Return to the Stage Form Data and select Link New Stage. This links you to the original data.
Rename the new Stage URL IOC Matching.
Open the OPAL console.
Click Inputs.
Search and add the Unified URL Threatlist dataset.
Note the name of the added Input as you use in the
join
statement.
Figure 5 - Inputs URL Value IOC Matches
8. Click the OPAL tab and update it using the following OPAL code.
// Note we use the lower() function to ensure values match consistently
join on(lower(url)=lower(@"Threat_Intel_Basic/Unified URL Threatlist".tip_url)),
tip_match:@"Threat_Intel_Basic/Unified URL Threatlist".tip_url,
tip_provider:@"Threat_Intel_Basic/Unified URL Threatlist".tip_provider,
tip_provider_id:@"Threat_Intel_Basic/Unified URL Threatlist".tip_provider_url,
tip_severity:@"Threat_Intel_Basic/Unified URL Threatlist".tip_severity,
tip_tags:@"Threat_Intel_Basic/Unified URL Threatlist".tip_tags,
tip_source:@"Threat_Intel_Basic/Unified URL Threatlist".tip_source,
tip_tlp:@"Threat_Intel_Basic/Unified URL Threatlist".tip_tlp,
tip_category:@"Threat_Intel_Basic/Unified URL Threatlist".tip_category,
tip_match_field:"url"
Figure 6 - URL Value IOC Matches
Merging url
and url_host
IOC Matches¶
You now have two different stages from the main data matching each unified list.
To merge the results, locate the stage URL IOC Matching and select Link New Stage.
Rename the new Stage Merged Results.
On the OPAL console, click Inputs.
Search and add the Host IOC Matching.
Note the name of the added Input as you use it in the
union
statement.
Figure 7 - Inputs Merged IOC Matches
6. Add the following OPAL to combine the results in the stage.

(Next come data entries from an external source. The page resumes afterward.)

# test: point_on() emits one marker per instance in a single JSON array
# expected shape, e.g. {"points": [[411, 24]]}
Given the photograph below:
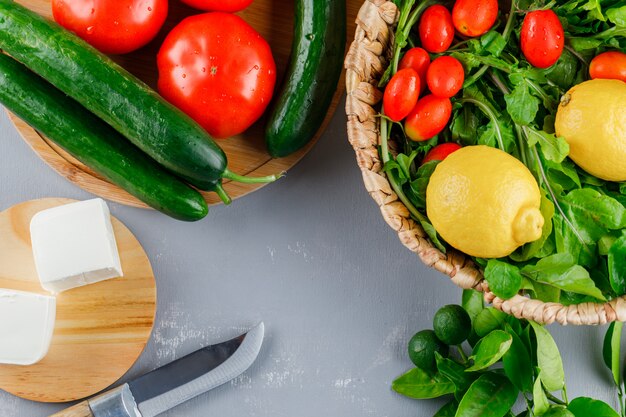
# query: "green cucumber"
{"points": [[311, 81], [132, 108], [95, 143]]}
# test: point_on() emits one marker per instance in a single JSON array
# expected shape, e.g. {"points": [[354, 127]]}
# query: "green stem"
{"points": [[491, 114], [221, 192], [229, 175], [397, 188]]}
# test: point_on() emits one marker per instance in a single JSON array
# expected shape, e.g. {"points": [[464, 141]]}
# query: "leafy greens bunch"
{"points": [[510, 359], [508, 104]]}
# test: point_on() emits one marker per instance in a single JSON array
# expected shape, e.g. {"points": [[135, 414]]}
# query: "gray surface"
{"points": [[310, 256]]}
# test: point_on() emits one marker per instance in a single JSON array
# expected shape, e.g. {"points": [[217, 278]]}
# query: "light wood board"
{"points": [[246, 152], [101, 329]]}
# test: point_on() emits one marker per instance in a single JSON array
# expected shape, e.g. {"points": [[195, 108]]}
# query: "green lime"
{"points": [[452, 324], [422, 348]]}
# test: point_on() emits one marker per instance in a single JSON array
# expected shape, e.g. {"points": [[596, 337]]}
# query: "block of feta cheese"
{"points": [[74, 245], [26, 326]]}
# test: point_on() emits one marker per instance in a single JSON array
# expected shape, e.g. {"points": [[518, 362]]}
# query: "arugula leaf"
{"points": [[504, 279], [548, 359], [491, 395], [490, 350], [560, 270], [418, 384], [617, 266], [521, 105]]}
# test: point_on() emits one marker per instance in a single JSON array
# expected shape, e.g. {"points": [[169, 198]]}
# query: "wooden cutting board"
{"points": [[101, 329], [246, 152]]}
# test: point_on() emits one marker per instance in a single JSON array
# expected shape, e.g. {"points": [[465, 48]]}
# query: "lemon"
{"points": [[484, 202], [592, 118]]}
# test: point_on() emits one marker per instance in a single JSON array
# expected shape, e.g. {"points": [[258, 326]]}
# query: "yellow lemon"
{"points": [[484, 202], [592, 118]]}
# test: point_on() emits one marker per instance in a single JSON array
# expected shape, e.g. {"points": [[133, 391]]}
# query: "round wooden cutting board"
{"points": [[246, 153], [101, 329]]}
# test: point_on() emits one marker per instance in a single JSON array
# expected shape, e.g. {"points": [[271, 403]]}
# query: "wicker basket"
{"points": [[365, 63]]}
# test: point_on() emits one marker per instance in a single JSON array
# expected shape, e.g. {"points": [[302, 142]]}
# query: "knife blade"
{"points": [[168, 386]]}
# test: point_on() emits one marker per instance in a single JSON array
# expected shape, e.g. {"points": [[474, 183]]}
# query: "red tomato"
{"points": [[436, 29], [219, 70], [474, 17], [609, 65], [219, 5], [441, 152], [401, 94], [418, 59], [113, 27], [445, 76], [429, 117], [542, 38]]}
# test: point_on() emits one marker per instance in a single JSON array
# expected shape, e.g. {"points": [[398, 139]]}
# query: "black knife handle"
{"points": [[79, 410]]}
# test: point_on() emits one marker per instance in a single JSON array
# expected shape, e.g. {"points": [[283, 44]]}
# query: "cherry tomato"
{"points": [[436, 29], [542, 38], [401, 94], [219, 5], [418, 59], [429, 117], [474, 17], [441, 152], [219, 70], [113, 27], [609, 65], [445, 76]]}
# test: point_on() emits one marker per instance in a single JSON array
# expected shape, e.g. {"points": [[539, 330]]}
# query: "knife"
{"points": [[173, 384]]}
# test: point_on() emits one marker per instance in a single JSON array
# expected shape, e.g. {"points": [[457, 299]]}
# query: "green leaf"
{"points": [[552, 147], [592, 213], [541, 404], [491, 395], [504, 279], [531, 249], [420, 385], [617, 266], [548, 359], [448, 409], [488, 320], [490, 350], [455, 373], [611, 350], [558, 411], [586, 407], [521, 105], [561, 271], [472, 302], [516, 363]]}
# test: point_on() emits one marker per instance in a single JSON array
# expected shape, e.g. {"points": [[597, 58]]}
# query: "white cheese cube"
{"points": [[26, 326], [74, 245]]}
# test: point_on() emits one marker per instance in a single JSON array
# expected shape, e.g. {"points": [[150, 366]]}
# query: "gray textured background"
{"points": [[312, 257]]}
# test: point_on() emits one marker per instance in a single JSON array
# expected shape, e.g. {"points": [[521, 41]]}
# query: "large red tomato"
{"points": [[219, 70], [219, 5], [113, 27]]}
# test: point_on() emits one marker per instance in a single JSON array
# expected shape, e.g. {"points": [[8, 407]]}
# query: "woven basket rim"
{"points": [[364, 64]]}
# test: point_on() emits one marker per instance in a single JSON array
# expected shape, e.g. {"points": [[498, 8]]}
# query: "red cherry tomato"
{"points": [[401, 94], [542, 38], [436, 29], [113, 27], [610, 65], [429, 117], [474, 17], [441, 152], [418, 59], [219, 70], [445, 76], [219, 5]]}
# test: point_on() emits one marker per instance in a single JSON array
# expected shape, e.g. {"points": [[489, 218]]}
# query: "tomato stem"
{"points": [[229, 175]]}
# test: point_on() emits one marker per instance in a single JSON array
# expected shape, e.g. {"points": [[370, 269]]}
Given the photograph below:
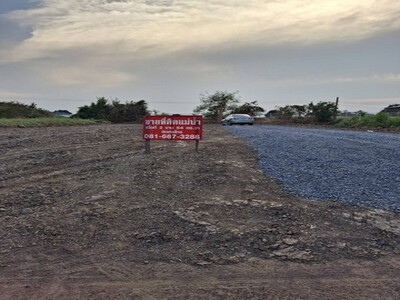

//merge in the host IOC matches
union @"Host IOC Matching_-vlua"
// use a statsby to reduce to what all matches by the URL in case you get matches on host and full url
statsby timestamp:last(timestamp),
tip_match:string_agg_distinct(tip_match,","),
tip_match_field:string_agg_distinct(tip_match_field,","),
tip_provider:string_agg_distinct(tip_provider,","),
tip_provider_id:string_agg_distinct(tip_provider_id,","),
tip_severity:string_agg_distinct(tip_severity,","),
tip_tags:array_agg_distinct(tip_tags),
tip_source:string_agg_distinct(tip_source,","),
tip_tlp:string_agg_distinct(tip_tlp,","),
tip_category:string_agg_distinct(tip_category,","),
group_by(url)
Figure 8 - Merged IOC Matches
You have now completed the usage example. You could also use this Worksheet to make a Dataset and subsequent Monitor if so desired.